İçine binmeden bindiğim tren?.

.....”

Kaşgarlı Mahmut, “Tay, at olunca at dinlenir, çocuk adam olunca ata dinlenir” demiş.  Doğa, çocuğa adam olmadan önce çocuk olmayı buyurmuş. Onun için çocuğa verilecek en güzel şey zaman olsa gerek.  Çünkü çocukların öğütten çok iyi örneğe gereksinimleri var. Ne yazık ki çocukluk denilen filmin geri sarılıp yeniden oynatılma şansı yok.

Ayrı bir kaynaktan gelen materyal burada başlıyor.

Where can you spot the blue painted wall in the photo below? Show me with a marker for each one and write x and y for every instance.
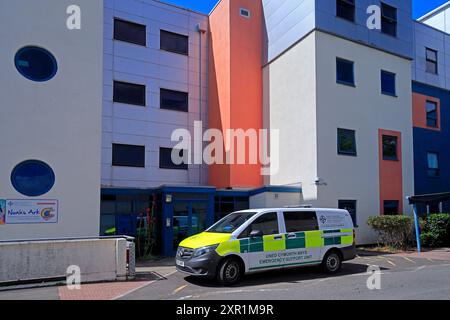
(433, 141)
(288, 21)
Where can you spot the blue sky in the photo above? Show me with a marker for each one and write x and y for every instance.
(420, 7)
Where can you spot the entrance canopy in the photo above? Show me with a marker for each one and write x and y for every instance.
(425, 199)
(429, 198)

Çocuklar, yoksulların en büyük servetidir, diye bir halk deyimi var. Ama en güzel benzetme, “Çocuk cennetin anahtarıdır. Hiçbir kilit ona dayanmaz” özdeyişindedir.

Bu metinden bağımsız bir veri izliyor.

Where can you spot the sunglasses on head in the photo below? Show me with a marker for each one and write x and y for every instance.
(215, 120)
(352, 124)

Erich Kösner “İnsan torun sahibi olduktan sonra çocuklarını anlamaya başlar” diyor. Gerçekten öyle. Yalnızca çocuklarını anlamakla, bir takım şeyleri niçin gerektiği gibi yaşayamadığına hayıflanmakla kalmıyor, daha çok çocukluk günlerinin nostaljisine dalıyor. Bugün benim gibi nostalji ikliminde uvunanlar mutlulukla burukluğu birlikte yaşıyorlar:

Eğitimci, ressam, bestekar, yazar ve şairlerden Muallâ Tetik’de yaşadığımız baharın ilk günlerinde, kimbilir nerede, hangi zamanda yumuyor gözlerini, çocukluk günlerinin gökyüzüne kanat açıyor:

“....Gökyüzünü özlüyorum çocukluğumun

Engin denizlerin bitiminde ufuklar,

Mor dağların gölgesinde kaybolmuş

Çatılarla kaplanmış gri bulutlar.

 

Gökyüzünü özlüyorum çocukluğumun,

Uçurtmaları yükseklerde öbek öbek;

Tertemiz duygularda coşan yürekler,

Günün birinde mutluluğa erecek.”

Büyük Atamız,  Kurtuluş yolunun aşamalarından olan, 19 Mayıs’ı “Gençlik ve Spor Bayramı” olarak Türk gençliğine, 30 Ağustos’u, “Zafer Bayramı” olarak kahraman ordumuza, 29 Ekim’i “Cumhuriyet Bayramı” olarak Türk ulusuna ve 23 Nisan’ı da “Ulusal Egemenlik ve Çocuk Bayramı” olarak  çocuklara armağan etmişti. Vehbi Cem Aşkun bu günü, çocukların diliyle şöyle anlatmıştı:

“Bağlıyız candan sana, / Ey büyük gün, baksana! / Bu aydınlık, bu güneş, / Senden doğru vatana. / Şu gözünle gördüğün, / Bu güzel ve şen düğün / Senindir hep senin ey, / Ey şerefli büyük gün. / Tarihlerde ünün var, / Bugün sana dünya dar, / Ey büyük ve şanlı gün, / Senindir bu şen düğün!...”

 Atatürk’ün silah arkadaşı ve İkinci Cumhurbaşkanımız olan İsmet İnönü’nün dediği gibi, “Türkiye Cumhuriyeti çocukları, Atatürk çocukları, yüreklerinde güçlü, bileklerinde güçlü, anlayışlarında güçlü ve hep ileri giden bir güç kaynağı” olmuştur. Hep olacaktır.

Evet yarın 23 nisan, bayram yapmaz olur mu insan. Bizimle birlikte birçok devletin çocukları da bayram yapıyor.  “Çocuk Bayramı”nı var eden Yüce Atamız’ı tanıyorlar.